Mais l'hélicoptère est par essence dual. L'Italien Agusta-Westland, en
engageant une collaboration au long cours avec Hélicoptères de Russie,
son partenaire industriel, et Rostekhnologiï, la holding d'Etat
chapeautant toutes les entreprises stratégiques russes, prend en
conséquence l'avantage sur ses concurrents européens, tant du point de
vue des marchés civil que militaire. Même si la Russie recherche pour
l'heure l'autonomie stratégique, c'est sans doute vers ceux qui auront
été là pendant la crise que les Russes se retourneront pour conclure de
nouveaux contrats, y compris sur le segment de la défense, lorsque les
sanctions seront levées. Agusta-Westland sera alors idéalement placé par
rapport à Airbus Helicopters mais aussi par rapport aux équipementiers
français Thales, Sagem DS, Turbomeca, dont l'activité sur le marché
russe est déjà durement impactée par la politique de sanctions
européennes.
Bien
entendu la signature de ce contrat et d'autres marchés associés, d'un
montant total de 3 milliards d'euros, ne signifie pas que l'Italie
entend se dissocier de ses partenaires de l'UE. Vladimir Poutine, qui a
souligné que les sanctions avaient déjà provoqué une perte d'un milliard
d'euros pour l'économie italienne, en est bien conscient. Il n'en
demeure pas moins que Matteo Renzi a su faire preuve d'une belle
indépendance en défendant les intérêts de l'industrie italienne et en
méprisant le qu'en-dira-t-on des autres Etats de l'Union Européenne.

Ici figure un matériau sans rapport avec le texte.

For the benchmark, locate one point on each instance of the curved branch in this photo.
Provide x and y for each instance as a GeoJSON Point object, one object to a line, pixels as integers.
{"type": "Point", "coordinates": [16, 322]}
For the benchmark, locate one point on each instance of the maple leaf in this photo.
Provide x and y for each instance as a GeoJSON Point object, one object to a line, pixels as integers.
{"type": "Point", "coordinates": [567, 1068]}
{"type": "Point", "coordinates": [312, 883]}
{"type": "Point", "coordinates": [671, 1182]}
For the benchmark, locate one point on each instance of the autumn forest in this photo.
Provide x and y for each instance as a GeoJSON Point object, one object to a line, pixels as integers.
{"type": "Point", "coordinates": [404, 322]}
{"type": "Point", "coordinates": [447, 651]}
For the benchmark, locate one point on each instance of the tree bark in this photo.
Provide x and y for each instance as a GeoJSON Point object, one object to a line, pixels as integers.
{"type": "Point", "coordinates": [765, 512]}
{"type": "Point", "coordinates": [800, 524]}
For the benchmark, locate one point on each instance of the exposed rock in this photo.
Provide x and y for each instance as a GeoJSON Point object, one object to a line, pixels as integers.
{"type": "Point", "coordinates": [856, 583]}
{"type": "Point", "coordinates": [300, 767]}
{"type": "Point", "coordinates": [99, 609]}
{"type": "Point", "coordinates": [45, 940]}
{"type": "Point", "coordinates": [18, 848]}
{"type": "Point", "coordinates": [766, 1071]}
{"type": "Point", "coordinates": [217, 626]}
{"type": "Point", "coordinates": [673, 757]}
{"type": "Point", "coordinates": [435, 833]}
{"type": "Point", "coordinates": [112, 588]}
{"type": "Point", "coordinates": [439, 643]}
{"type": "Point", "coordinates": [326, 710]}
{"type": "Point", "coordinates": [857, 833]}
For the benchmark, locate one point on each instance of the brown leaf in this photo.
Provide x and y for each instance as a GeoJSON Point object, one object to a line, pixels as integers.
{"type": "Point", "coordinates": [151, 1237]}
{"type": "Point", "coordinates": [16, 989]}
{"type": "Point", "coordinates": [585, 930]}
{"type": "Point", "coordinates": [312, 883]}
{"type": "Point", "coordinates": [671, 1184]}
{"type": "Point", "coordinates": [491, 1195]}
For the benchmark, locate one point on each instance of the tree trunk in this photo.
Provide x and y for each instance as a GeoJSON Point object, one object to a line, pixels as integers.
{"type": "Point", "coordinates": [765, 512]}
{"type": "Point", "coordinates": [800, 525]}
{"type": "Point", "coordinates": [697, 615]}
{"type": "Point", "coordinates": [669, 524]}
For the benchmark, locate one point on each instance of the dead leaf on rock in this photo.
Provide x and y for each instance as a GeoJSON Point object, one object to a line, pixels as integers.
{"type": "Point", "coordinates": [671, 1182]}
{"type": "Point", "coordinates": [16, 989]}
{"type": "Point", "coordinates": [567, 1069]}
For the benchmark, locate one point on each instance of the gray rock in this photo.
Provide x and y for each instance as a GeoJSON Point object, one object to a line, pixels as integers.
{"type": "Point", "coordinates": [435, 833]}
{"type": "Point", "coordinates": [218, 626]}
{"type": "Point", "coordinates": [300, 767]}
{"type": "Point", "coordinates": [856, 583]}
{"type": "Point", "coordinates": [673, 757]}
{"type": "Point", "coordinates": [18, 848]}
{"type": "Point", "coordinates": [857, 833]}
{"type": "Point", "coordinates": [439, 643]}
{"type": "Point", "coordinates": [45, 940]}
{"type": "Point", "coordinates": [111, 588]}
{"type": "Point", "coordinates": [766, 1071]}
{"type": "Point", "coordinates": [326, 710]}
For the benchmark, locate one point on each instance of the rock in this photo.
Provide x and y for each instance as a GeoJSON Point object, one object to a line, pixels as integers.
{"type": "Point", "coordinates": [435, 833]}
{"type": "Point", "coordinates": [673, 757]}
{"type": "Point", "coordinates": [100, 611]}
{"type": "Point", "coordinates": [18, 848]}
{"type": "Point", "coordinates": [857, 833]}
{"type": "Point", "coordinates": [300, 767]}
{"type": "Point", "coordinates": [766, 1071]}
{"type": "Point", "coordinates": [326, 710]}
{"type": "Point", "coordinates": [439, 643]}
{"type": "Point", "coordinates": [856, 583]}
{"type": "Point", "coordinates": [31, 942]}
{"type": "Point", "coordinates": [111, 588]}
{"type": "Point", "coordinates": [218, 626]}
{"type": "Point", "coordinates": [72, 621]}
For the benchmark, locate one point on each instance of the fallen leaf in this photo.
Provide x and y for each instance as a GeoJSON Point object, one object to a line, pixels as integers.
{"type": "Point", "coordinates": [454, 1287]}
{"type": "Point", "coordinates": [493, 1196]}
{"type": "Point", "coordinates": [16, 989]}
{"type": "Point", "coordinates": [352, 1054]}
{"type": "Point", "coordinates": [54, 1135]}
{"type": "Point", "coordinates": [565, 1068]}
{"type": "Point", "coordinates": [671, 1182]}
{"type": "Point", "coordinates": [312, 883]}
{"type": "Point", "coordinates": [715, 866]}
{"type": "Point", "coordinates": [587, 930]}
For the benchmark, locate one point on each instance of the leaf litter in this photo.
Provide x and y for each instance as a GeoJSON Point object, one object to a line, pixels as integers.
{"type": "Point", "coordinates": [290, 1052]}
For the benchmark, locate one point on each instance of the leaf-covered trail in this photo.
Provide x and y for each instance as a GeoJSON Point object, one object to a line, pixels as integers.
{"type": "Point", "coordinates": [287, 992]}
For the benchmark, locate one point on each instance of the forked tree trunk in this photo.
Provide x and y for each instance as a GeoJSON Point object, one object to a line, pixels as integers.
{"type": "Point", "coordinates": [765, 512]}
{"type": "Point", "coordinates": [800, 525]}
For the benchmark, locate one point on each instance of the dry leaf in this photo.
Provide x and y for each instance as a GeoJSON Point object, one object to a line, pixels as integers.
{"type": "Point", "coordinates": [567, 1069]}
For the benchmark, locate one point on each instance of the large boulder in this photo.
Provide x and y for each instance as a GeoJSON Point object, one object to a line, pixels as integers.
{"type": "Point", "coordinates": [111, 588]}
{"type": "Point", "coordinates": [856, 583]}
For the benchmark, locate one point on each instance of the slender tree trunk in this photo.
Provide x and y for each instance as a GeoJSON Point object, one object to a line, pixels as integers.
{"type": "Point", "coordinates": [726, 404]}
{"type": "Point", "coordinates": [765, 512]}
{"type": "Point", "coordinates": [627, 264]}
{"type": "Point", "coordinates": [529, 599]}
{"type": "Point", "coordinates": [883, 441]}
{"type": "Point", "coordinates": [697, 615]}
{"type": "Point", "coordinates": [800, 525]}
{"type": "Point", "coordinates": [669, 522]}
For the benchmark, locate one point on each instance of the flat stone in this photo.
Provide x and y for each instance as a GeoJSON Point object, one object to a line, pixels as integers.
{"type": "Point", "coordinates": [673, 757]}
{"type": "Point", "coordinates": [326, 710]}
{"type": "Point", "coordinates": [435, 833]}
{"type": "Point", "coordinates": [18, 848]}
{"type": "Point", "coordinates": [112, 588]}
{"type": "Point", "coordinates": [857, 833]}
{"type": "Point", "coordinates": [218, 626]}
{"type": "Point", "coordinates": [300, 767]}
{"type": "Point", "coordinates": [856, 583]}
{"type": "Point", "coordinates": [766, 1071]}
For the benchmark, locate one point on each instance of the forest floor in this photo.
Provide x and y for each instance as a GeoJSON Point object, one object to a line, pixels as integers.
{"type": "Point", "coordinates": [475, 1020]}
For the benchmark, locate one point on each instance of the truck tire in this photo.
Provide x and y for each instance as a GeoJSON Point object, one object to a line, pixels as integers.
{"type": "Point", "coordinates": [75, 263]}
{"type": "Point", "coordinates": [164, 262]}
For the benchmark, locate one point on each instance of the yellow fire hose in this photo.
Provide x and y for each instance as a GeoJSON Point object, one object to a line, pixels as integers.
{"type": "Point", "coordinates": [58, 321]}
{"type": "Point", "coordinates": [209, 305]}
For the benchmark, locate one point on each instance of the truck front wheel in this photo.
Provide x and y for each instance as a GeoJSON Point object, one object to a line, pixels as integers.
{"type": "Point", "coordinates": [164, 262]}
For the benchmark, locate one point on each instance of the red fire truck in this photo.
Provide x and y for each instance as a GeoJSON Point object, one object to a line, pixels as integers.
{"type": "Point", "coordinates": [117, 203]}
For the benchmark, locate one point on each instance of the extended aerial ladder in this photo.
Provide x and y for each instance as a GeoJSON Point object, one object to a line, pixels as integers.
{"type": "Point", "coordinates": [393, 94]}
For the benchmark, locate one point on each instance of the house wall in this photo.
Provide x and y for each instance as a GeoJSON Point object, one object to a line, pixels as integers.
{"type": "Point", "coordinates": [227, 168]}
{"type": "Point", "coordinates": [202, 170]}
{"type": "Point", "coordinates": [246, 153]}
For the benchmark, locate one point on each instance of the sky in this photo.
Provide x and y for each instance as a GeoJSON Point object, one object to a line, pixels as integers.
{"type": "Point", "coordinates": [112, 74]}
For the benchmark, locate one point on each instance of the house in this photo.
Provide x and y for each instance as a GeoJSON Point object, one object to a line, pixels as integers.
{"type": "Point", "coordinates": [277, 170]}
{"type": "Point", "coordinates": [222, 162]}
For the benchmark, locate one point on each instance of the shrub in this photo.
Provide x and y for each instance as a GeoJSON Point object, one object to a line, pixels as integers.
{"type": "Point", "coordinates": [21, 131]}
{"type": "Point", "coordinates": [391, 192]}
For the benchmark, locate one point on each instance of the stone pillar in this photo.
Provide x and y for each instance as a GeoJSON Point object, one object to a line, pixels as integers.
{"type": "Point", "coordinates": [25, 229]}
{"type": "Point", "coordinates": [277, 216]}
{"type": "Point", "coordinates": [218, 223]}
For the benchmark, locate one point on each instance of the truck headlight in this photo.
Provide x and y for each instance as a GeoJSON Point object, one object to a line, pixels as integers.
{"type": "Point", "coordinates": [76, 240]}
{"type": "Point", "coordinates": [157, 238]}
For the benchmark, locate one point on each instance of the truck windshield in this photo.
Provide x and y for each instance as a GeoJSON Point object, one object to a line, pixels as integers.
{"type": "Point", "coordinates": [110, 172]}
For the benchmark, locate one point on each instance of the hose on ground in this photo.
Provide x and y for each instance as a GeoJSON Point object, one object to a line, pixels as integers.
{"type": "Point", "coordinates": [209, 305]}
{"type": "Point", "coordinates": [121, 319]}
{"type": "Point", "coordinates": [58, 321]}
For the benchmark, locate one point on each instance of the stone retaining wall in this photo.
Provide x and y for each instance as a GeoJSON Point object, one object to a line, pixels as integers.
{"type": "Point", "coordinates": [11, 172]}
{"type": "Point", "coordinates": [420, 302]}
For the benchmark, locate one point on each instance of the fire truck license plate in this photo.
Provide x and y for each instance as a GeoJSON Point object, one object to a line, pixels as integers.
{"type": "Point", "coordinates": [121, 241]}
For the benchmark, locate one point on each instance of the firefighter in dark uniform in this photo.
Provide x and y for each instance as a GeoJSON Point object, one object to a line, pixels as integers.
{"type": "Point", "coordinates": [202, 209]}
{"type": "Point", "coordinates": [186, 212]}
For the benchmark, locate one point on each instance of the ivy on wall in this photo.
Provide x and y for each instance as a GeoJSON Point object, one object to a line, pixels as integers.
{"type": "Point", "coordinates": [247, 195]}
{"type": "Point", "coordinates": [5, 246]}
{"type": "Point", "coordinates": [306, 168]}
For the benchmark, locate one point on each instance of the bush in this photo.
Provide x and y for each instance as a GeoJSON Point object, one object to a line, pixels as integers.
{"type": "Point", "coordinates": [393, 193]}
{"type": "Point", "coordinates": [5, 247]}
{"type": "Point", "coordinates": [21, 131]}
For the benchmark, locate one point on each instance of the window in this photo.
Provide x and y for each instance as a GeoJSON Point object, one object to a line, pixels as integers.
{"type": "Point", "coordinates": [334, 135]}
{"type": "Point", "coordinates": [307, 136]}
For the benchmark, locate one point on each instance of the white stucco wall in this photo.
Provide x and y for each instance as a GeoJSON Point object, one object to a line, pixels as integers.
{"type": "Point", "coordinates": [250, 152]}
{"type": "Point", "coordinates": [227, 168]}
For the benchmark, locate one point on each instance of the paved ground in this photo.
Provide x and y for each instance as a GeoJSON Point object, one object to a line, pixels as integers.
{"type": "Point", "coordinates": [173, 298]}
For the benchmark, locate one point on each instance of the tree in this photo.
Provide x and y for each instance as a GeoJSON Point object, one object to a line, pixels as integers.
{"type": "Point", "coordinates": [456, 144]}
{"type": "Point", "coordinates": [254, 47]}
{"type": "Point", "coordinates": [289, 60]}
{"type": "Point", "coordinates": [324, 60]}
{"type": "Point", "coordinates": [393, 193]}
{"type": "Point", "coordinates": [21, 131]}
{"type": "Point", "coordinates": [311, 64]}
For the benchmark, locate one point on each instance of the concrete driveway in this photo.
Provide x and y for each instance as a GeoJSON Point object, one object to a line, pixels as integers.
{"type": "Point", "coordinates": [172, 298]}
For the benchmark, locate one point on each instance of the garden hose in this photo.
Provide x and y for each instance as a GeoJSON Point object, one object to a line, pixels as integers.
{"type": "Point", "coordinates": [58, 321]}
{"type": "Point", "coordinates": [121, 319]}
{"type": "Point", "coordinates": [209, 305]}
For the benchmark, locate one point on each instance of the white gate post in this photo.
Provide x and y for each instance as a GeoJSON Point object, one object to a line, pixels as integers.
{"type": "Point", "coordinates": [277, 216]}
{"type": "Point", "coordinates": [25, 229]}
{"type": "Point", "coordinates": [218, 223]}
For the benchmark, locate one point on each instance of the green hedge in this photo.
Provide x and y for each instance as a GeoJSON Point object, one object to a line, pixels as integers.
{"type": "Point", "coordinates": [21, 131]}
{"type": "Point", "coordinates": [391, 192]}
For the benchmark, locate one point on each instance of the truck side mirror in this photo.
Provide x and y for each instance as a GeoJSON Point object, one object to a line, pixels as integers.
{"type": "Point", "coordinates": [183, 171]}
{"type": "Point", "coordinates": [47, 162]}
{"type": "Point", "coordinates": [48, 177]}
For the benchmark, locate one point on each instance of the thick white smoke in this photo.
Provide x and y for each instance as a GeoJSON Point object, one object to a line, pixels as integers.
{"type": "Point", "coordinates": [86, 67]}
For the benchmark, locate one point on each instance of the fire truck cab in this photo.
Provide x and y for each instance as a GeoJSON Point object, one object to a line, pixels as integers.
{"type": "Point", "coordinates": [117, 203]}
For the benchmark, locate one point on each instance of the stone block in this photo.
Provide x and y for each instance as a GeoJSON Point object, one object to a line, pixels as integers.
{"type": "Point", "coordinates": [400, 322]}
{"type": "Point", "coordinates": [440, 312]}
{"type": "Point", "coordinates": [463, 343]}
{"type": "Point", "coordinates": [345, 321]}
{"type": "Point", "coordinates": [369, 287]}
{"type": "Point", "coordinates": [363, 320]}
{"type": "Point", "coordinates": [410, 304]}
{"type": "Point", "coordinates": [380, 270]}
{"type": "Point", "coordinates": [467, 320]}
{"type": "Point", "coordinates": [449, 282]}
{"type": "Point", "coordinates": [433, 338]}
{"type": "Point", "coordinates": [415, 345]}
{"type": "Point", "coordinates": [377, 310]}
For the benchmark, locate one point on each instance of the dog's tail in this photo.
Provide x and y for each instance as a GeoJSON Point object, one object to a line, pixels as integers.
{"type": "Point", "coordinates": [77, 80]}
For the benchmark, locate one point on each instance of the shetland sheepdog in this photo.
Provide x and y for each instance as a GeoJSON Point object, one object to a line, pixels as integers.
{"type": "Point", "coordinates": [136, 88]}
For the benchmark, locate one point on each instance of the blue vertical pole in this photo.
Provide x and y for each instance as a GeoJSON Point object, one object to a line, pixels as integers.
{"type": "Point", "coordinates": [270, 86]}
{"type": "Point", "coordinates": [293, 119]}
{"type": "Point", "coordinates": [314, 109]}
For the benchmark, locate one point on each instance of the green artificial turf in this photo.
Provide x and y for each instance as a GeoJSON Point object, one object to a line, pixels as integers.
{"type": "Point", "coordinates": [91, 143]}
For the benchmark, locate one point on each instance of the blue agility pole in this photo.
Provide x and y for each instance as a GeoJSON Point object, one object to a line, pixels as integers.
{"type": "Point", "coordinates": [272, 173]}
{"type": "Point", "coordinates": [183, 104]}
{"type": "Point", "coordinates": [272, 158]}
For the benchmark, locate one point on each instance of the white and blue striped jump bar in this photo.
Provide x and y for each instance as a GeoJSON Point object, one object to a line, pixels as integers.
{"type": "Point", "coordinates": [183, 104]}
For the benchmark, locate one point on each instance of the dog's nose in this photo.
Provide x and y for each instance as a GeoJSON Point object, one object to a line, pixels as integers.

Il est dommage que la France, qui est légalement parfaitement en
droit de livrer les deux bâtiments de projection et de commandement
(BPC) Mistral commandés par la Russie, ne s'affranchisse pas elle aussi
des pressions «occidentales» pour régler ce dossier en laissant le
Vladivostok et le Sébastopol prendre la route de la Russie. Le
patriotisme économique, tellement vanté par les autorités françaises en
ces temps de crise, ne consiste pas seulement à arborer une marinière
bretonne. Il implique aussi de soutenir les exportations pour sauver
l'emploi. Et cela ne concerne pas seulement les chantiers navals
français DCNS et STX, constructeurs des BPC. D'autres groupes de la Base
Industrielle et Technologique de Défense (BITD) française étaient à
l'affût sur le marché russe, ou en phases de négociations, pour des
marchés dépassant quelquefois le montant du contrat Mistral, lorsque la
France a décidé de geler toute collaboration militaro-industrielle avec
la Russie. Thales, Safran, les entreprises de défense les plus
efficacement engagées en Russie depuis une quinzaine d'années,
partenaires de longue date d'Hélicoptères de Russie, rapatrient
aujourd'hui peu à peu leurs personnels expatriés. Les investissements
conséquents consentis sur le marché russe par ces entreprises risquent
de l'avoir été en pure perte. Car les Italiens ne sont pas les seuls à
profiter des opportunités délaissées par les Français.
KRET,
le spécialiste russe de l'électronique de défense, a conclu cette
semaine un accord avec son homologue israélien Elbit Systems pour
développer conjointement une partie de l'avionique du futur
moyen-courrier russe MS-21, les deux sociétés envisageant déjà de
pousser plus loin leur collaboration sur ce programme. Les entreprises
chinoises, qui ont réalisé ces dernières années de très sensibles
progrès en matière d'optronique, sont prêtes, elles aussi, à prendre le
relai des Français en termes de fourniture de sous-systèmes et
d'équipements sur des programmes en collaboration avec la Russie. Il
suffit que cette dernière le veuille.
Les BITD émergentes, de plus en plus concurrentielles, risquent de
truster les opportunités en Russie. Alors que les sociétés françaises
n'ont pas accès aux deux principaux marchés militaires mondiaux, la
Chine et les Etats-Unis, et qu'elles sont par ailleurs confrontées à une
compétition sans cesse plus féroce au Moyen-Orient ou en Asie, nous
nous privons volontairement du relai de croissance russe, l'un des plus
prometteurs. Nous risquons de le regretter rapidement.
Car
si les temps sont à l'optimisme en ce qui concerne l'industrie de
défense française, forte d'un beau succès à l'export en 2014 avec 8,2
milliards d'euros de contrats, les industriels, eux, savent qu'il n'y
aura pas chaque année un gros contrat saoudien ou plusieurs ventes de
Rafale pour soutenir l'activité. Et que s'il est admirable de demeurer
inflexible sur les principes, il ne faut pas que cette posture finisse
par s'apparenter à celle du capitaine sombrant, pavillon haut, avec son
navire.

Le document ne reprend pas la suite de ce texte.